All previous studies focused on the RFD using effort levels above 20% MVC. Here, we used effort levels ranging from 2 to 85% MVC and found that the RFD increased at a greater rate for effort levels below 30% MVC. First, we found that the slope of the RFD at low effort levels could predict the total slope (Figure 7B). The overall RFD slope correlated more strongly with the initial RFD slope (R2 = 0.77) than the terminal RFD slope (R2 = 0.71). The RFD slope at effort levels below 30% can be an indicator to anticipate the whole RFD profile. Second, we found that there were two distinct types of participants in terms of the RFD slope (Fast Initial and Slow Initial), who were identified based on their RFD below 30% MVC (Figure 7A). There was greater variability (CV) of iEMG in the Fast Initial group than the Slow Initial group (Figure 7C), which indicates that the variability of iEMG is a factor that modulates the RFD slope during low-effort ballistic contractions.

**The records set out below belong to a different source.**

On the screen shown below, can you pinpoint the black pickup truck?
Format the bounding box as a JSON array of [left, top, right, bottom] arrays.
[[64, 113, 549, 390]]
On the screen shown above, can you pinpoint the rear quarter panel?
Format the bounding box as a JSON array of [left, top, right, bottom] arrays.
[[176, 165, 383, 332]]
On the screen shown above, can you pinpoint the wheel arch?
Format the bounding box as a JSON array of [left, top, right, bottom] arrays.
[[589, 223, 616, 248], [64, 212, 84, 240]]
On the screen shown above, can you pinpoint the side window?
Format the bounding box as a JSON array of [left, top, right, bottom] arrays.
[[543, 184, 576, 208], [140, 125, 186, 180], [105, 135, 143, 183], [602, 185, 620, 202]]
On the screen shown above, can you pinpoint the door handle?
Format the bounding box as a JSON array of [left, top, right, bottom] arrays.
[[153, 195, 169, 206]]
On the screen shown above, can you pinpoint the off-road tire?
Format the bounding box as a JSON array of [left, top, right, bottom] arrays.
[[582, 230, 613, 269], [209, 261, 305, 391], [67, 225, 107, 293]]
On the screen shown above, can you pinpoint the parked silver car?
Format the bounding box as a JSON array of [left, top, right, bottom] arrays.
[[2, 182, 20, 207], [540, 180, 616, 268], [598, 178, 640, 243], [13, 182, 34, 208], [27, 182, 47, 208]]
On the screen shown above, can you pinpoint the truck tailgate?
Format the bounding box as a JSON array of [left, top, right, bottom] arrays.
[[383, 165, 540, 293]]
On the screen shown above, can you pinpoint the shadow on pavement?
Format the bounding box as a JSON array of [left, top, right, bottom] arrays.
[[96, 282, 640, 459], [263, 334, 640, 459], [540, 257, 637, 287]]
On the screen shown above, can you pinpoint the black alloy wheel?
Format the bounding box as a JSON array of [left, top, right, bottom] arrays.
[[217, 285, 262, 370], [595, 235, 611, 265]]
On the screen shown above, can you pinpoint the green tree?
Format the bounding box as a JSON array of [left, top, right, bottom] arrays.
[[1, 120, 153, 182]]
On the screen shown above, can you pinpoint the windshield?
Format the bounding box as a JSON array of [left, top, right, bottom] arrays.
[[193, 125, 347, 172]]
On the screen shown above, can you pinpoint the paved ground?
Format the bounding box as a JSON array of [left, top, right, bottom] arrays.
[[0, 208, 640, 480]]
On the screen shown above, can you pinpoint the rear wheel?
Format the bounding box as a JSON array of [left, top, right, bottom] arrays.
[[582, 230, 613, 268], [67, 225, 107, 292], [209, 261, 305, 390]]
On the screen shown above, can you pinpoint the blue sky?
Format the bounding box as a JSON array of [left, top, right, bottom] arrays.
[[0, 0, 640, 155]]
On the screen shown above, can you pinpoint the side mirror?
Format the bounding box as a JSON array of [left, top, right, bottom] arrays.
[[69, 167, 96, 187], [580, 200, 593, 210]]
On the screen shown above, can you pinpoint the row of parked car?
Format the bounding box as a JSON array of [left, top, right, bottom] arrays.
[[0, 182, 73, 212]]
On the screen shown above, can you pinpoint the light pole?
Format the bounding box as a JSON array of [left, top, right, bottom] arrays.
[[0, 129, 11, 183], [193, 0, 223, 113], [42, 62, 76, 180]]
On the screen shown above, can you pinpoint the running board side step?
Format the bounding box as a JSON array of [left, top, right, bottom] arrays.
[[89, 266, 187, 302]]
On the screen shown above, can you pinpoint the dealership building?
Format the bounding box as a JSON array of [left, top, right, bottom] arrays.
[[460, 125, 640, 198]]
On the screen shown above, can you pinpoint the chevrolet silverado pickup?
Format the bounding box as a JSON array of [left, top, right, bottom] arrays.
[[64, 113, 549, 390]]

Neuronal Activity Is Unique at Low Effort Levels

We demonstrated different neural oscillations between faster and slower participants, highlighting unique neuronal activity during low-effort ballistic contractions. Faster participants exhibited a reduced ratio of normalized power in beta (13–30 Hz) to gamma (30–60 Hz) oscillations (Figure 7D). This finding provides evidence that the ratio of beta and gamma oscillation has speed-related modulations. Beta oscillations are associated with an anti-kinetic function such as movement inhibition and steadiness in voluntary movements (Brown, 2000; Delmas et al., 2018; Engel and Fries, 2010; Neto et al., 2010). However, the independent function of beta oscillations and the characteristics of ballistic contractions were not compatible, as participants were instructed to exert targeted force in a brief time (< 220 ms) without any chance of motion inhibition or steadiness. Our results align with previous evidence showing that the duration and speed of ballistic finger contractions were not related to the independent power of beta oscillations (Pfurtscheller et al., 1998). Gamma oscillations reflect the level of sensorimotor processing and execution (Aoki et al., 1999; Jensen and Mazaheri, 2010), increasing in accordance with targeted force amplitude. During ballistic contractions, the independent function of gamma oscillations and the force amplitude remain compatible across the entire effort level range. Consequently, participants with a faster RFD slope may exhibit relatively decreased beta oscillation and increased gamma oscillation, resulting in a lower beta:gamma ratio in muscle activity during low-effort ballistic contractions. Participants with a slower RFD initial slope might prioritize precise control to minimize the variability, while those with a faster RFD initial slope might focus more on speed generation, reflecting distinct organization of neural command. These findings imply that EMG modulation during low-effort ballistic contractions involves a distinct structure of the neural oscillation to simultaneously achieve two inherent goals of ballistic contractions, force amplitude and time.

Limitations

This research presents several limitations to be considered. This study is limited to measures from a single-joint movement. Future studies should measure the speed-related modulation of low-force ballistic contractions using multiple-joint movements to generalize our findings. Another limitation is that our findings cannot be generalized to other age groups or individuals with movement disorders. Finally, future studies should record activity from higher centers using electroencephalographic recording (EEG) or magnetic resonance imaging (MRI), and examine how these measures differ during low-force ballistic contractions from moderate-to-high force levels of ballistic contractions.

Conclusions

For the first time in the literature, the speed-control hypothesis was tested at very low effort levels below 20% MVC. The findings from this study challenge the speed-control hypothesis and provide that the RFD below 30% MVC is influenced primarily from neuronal variability, whereas the RFD above 30% MVC is primarily influenced by the amplitude of the neural drive. Our findings suggest that the regulation of speed control for low and high effort levels was clearly different, emphasizing the necessity for a new or a revised theoretical framework to understand the whole effort range of ballistic contractions.